AUTHOR=Xiong Kai , Tao Ziyou , Zhang Zeyang , Wang Jianyao , Zhang Peng TITLE=Identification and Validation of a Prognostic Immune-Related Gene Signature in Esophageal Squamous Cell Carcinoma JOURNAL=Frontiers in Bioengineering and Biotechnology VOLUME=10 YEAR=2022 URL=https://www.frontiersin.org/journals/bioengineering-and-biotechnology/articles/10.3389/fbioe.2022.850669 DOI=10.3389/fbioe.2022.850669 ISSN=2296-4185 ABSTRACT=

Esophageal carcinoma (EC) is a common malignant cancer worldwide. Esophageal squamous cell carcinoma (ESCC), the main type of EC, is difficult to treat because of the widespread morbidity, high fatality rates, and low quality of life caused by postoperative complications and no specific molecular target.
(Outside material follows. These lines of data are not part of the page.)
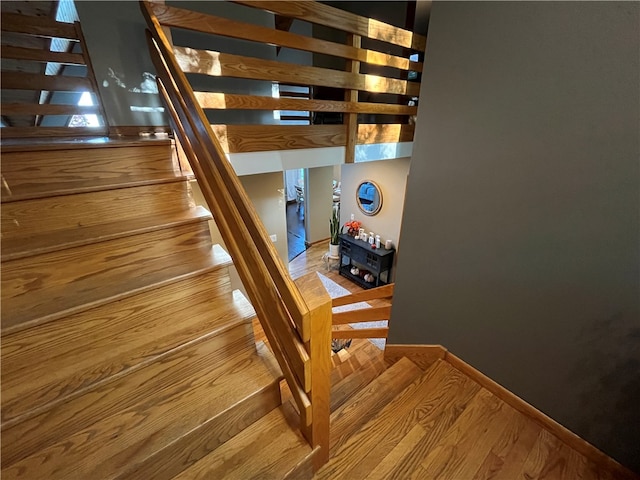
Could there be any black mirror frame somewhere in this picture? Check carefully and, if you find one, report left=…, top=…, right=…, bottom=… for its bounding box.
left=356, top=180, right=382, bottom=217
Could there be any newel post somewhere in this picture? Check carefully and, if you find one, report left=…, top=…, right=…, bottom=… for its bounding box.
left=296, top=273, right=331, bottom=471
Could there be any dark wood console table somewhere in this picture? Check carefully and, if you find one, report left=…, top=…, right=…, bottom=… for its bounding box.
left=340, top=234, right=395, bottom=288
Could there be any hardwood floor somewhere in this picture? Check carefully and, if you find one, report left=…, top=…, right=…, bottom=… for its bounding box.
left=257, top=245, right=640, bottom=480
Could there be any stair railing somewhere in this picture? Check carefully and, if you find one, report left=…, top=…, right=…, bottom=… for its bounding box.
left=141, top=2, right=331, bottom=469
left=0, top=12, right=108, bottom=138
left=140, top=0, right=426, bottom=468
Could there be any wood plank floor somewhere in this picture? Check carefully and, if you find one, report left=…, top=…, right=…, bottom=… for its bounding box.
left=272, top=244, right=640, bottom=480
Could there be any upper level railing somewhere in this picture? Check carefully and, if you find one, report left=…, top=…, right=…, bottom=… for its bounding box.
left=141, top=1, right=424, bottom=467
left=0, top=8, right=107, bottom=138
left=141, top=0, right=426, bottom=163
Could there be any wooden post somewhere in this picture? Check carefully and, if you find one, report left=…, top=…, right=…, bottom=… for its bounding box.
left=344, top=34, right=362, bottom=163
left=296, top=273, right=331, bottom=471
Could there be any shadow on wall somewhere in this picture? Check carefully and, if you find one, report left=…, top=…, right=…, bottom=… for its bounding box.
left=571, top=313, right=640, bottom=473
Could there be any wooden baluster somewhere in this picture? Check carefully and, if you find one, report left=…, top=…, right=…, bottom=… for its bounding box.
left=344, top=34, right=362, bottom=163
left=296, top=273, right=331, bottom=470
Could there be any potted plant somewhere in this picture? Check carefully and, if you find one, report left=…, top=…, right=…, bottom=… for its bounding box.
left=329, top=208, right=340, bottom=257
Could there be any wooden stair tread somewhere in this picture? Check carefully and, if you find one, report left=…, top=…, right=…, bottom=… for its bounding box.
left=1, top=221, right=231, bottom=334
left=331, top=358, right=422, bottom=452
left=0, top=135, right=172, bottom=154
left=1, top=269, right=255, bottom=428
left=330, top=350, right=379, bottom=412
left=314, top=360, right=480, bottom=479
left=175, top=402, right=312, bottom=480
left=2, top=322, right=280, bottom=479
left=1, top=143, right=185, bottom=203
left=2, top=206, right=212, bottom=262
left=1, top=173, right=193, bottom=205
left=2, top=182, right=194, bottom=243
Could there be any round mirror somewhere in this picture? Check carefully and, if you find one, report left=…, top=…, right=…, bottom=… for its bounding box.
left=356, top=180, right=382, bottom=215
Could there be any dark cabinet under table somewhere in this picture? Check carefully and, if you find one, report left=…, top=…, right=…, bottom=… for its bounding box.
left=340, top=234, right=395, bottom=288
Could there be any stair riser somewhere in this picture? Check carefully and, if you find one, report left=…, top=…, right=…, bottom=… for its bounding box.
left=117, top=382, right=280, bottom=480
left=2, top=323, right=255, bottom=470
left=2, top=182, right=195, bottom=240
left=1, top=221, right=212, bottom=333
left=2, top=269, right=248, bottom=426
left=2, top=144, right=181, bottom=202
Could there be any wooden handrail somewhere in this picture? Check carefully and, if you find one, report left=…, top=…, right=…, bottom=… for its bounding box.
left=140, top=0, right=424, bottom=468
left=152, top=4, right=422, bottom=72
left=234, top=0, right=427, bottom=50
left=0, top=13, right=108, bottom=138
left=141, top=1, right=331, bottom=467
left=173, top=46, right=420, bottom=96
In this study, we screened genes to establish a prognostic model for ESCC. The transcriptome expression profiles of 81 ESCC tissues and 340 normal esophageal mucosal epithelium tissues were obtained from The Cancer Genome Atlas (TCGA) and Genotype-Tissue Expression (GTEx) cohorts. The transcriptome expression datasets of 19 esophageal squamous carcinoma cell lines were downloaded from Cancer Cell Line Encyclopedia (CCLE). The R software Limma package was used to identify 6,231 differentially expressed genes and 647 differentially expressed immune-related genes between normal and ESCC tissues. Gene functional analysis was performed using Gene Ontology (GO) and Kyoto Encyclopedia of Genes and Genomes (KEGG). Weighted gene co-expression network analysis (WGCNA) was used to screen out 18 immune-related prognostic genes. We then established the prognostic and risk signature using these genes, and the patients were divided into low-risk and high-risk groups. Compared with high-risk group patients, the low-risk group patients had longer overall survival. M1 macrophages and resting dendritic cells were differentially distributed between the low-risk and high-risk groups and were related to patient survival. We also examined the functional immune cell and immune molecule levels in low-risk and high-risk group patients, with significant differences in the tumor microenvironment between the two groups. To further verify the accuracy of the prognostic risk model, we performed area under the ROC curve (AUC) analysis. The AUC value was 0.931 for the prognostic risk, which was better than the microsatellite instability (MSI) and Tumor Immune Dysfunction and Exclusion (TIDE) scores. In conclusion, we found 18 immune-related prognostic genes related to the occurrence of ESCC and established a prognostic model for predicting disease severity.